I do not share my hon. Friend's anxieties because the legislation will make clear that the remit of the independent Board is to phase out pay beds. The principle of separation will be accepted and embodied in the legislation, but it will be related to the opportunity for the development of alternative facilities for private medicine outside the NHS. It has always been my intention, in areas where alternative facilities do not exist, to allow a reasonable period for phasing out pay beds to give an opportunity for the facilities to be built up if there is a demand for them. I am merely embodying that approach in a different form.

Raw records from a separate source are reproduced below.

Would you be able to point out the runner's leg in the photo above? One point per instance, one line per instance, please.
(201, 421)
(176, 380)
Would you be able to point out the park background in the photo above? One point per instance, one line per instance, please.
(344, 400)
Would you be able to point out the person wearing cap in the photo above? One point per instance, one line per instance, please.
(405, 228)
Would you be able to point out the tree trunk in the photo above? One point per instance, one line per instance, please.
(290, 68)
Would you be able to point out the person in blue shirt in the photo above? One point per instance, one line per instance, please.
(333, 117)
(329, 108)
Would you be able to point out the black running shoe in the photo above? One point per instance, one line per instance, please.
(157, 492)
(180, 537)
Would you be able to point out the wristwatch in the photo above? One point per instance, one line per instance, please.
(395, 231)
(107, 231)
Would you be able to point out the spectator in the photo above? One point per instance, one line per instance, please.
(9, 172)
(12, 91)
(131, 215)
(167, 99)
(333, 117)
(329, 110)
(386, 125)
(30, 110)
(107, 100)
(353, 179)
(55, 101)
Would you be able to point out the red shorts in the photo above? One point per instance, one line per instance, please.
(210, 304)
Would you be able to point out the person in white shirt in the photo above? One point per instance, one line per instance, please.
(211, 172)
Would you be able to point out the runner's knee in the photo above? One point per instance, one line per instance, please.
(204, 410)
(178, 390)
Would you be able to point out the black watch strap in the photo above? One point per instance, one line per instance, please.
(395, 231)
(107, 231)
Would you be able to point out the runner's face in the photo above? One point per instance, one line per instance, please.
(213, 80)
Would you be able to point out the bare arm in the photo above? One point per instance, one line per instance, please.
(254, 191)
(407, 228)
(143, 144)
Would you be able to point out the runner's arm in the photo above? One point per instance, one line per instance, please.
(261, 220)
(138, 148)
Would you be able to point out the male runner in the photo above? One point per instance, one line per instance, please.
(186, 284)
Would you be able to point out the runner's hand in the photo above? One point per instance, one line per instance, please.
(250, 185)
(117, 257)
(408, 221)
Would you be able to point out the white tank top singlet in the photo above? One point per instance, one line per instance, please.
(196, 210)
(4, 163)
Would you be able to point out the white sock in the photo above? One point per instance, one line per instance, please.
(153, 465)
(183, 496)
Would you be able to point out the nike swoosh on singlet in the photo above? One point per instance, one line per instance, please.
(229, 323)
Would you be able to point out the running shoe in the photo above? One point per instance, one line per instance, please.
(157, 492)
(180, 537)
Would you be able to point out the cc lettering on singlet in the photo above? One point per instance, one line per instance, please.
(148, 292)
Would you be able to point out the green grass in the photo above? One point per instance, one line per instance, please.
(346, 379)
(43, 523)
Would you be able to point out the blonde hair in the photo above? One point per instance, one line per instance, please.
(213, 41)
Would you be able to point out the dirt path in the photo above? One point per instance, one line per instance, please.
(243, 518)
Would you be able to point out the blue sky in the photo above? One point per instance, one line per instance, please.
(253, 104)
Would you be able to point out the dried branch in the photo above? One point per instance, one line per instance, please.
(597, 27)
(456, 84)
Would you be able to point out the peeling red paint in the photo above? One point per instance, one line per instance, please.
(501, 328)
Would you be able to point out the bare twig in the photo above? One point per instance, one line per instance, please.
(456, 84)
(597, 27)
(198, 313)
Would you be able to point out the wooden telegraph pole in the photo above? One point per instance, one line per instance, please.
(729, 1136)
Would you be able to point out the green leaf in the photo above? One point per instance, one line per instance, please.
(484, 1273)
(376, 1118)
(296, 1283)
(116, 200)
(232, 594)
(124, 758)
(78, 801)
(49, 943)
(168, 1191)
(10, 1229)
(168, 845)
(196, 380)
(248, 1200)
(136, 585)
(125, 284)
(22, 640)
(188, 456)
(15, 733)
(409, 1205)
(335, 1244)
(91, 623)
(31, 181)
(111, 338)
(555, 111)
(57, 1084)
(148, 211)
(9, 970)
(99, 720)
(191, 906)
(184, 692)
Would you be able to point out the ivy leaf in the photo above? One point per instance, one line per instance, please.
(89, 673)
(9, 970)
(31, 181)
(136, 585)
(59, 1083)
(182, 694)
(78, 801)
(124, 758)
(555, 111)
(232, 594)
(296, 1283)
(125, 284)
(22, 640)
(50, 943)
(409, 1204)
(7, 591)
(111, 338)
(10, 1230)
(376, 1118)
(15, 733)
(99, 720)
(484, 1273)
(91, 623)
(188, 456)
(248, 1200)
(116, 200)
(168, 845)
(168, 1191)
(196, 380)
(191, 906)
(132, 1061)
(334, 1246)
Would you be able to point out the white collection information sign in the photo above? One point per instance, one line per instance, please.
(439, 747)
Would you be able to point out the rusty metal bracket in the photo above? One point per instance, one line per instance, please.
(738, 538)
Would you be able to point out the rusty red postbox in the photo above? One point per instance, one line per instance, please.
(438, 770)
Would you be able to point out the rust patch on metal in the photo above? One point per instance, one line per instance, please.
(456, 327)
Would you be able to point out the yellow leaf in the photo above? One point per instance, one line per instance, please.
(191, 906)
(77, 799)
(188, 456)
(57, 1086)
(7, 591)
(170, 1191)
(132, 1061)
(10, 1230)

I agree with my hon. Friend on the desirability of common waiting lists, and wish that we could get the profession to accept the principle. At the moment we have not been able to do so, but a reference to the Board, with a time limit, will be helpful in showing us ways in which common waiting lists might be introduced. I do not think that six months is a long time. We cannot set up the Board until Parliament has decided whether it is to operate.

Mr. Crouch

I accept that the Board is a compromise towards finding a solution to this difficult problem, but the right hon. Lady is giving to the Board a remit to separate the National Health Service into two health services. Is she prepared to go into the negotiations with an open mind and not see, as a result, the division of the health services into two?

Mrs. Castle

No, I am sorry, but I do not accept the hon. Gentleman's view. It has been the policy of the Government and we fought two elections on it. I know that there is disagreement about the policy but we stand by it. No one would expect us to do anything else, and I am not prepared to abandon that policy.